When you hear of AI and machine learning, it’s easy to think of technology companies leading the charge. Capital One is determined to change that.
“My first thought when Capital One approached me was ‘well it makes sense they use machine learning to predict lending decisions and other financial forecasting and that’ll be about it.’ So I wasn’t terribly enthusiastic,” said Nitzan Mekel, managing vice president of machine learning at Capital One.
“But what really turned me on to the opportunity, and what gets me excited everyday now, is the fact that we use AI and machine learning pretty much in every facet of our business.”
In a conversation with AI Podcast host Noah Kravitz, Mekel explained how the banking giant is integrating AI and machine learning into its customer-facing applications such as fraud-monitoring and detection, call center operations and customer experience.
“From a customer standpoint, we’re leveraging machine learning to help customers become more financially empowered,” Mekel said. “We want them to make predictions about upcoming bills, detect irregular expenses … and of course enhance their digital experience and their satisfaction with us as a consumer.”
One of the AI applications available now is Eno, an intelligent assistant that Capital One clients can use to track and manage their accounts.

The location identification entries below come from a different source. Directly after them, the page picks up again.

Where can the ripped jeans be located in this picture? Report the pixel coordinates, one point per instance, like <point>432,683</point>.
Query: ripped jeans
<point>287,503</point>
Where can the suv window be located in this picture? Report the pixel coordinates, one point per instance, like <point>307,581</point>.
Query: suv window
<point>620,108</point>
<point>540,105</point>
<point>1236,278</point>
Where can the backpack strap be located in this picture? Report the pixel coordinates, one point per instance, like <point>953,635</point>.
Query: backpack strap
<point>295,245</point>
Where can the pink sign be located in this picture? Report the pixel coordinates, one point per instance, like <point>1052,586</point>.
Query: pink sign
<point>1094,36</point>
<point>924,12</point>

According to Mekel, the increasing demand to deliver real-time experiences is a main contributor to the growth in AI as “people are now pretty much accustomed to everything being in real time.”
Realizing this, Capital One has been focusing its AI efforts on real-time fraud prevention with tools such as interactive alerts, easy-to-report fraud transactions, and the ability to lock cards in real time.
With machine learning in the picture, Mekel is positive that customers will receive better service from the finance industry than before.
“The whole relationship between a customer and a bank changes because now we can be a real advocate for them in the most direct possible way, while before there was just this big gap and a customer was, for lack of a better word, sort of a number,” Mekel said. “Now we can understand their context.”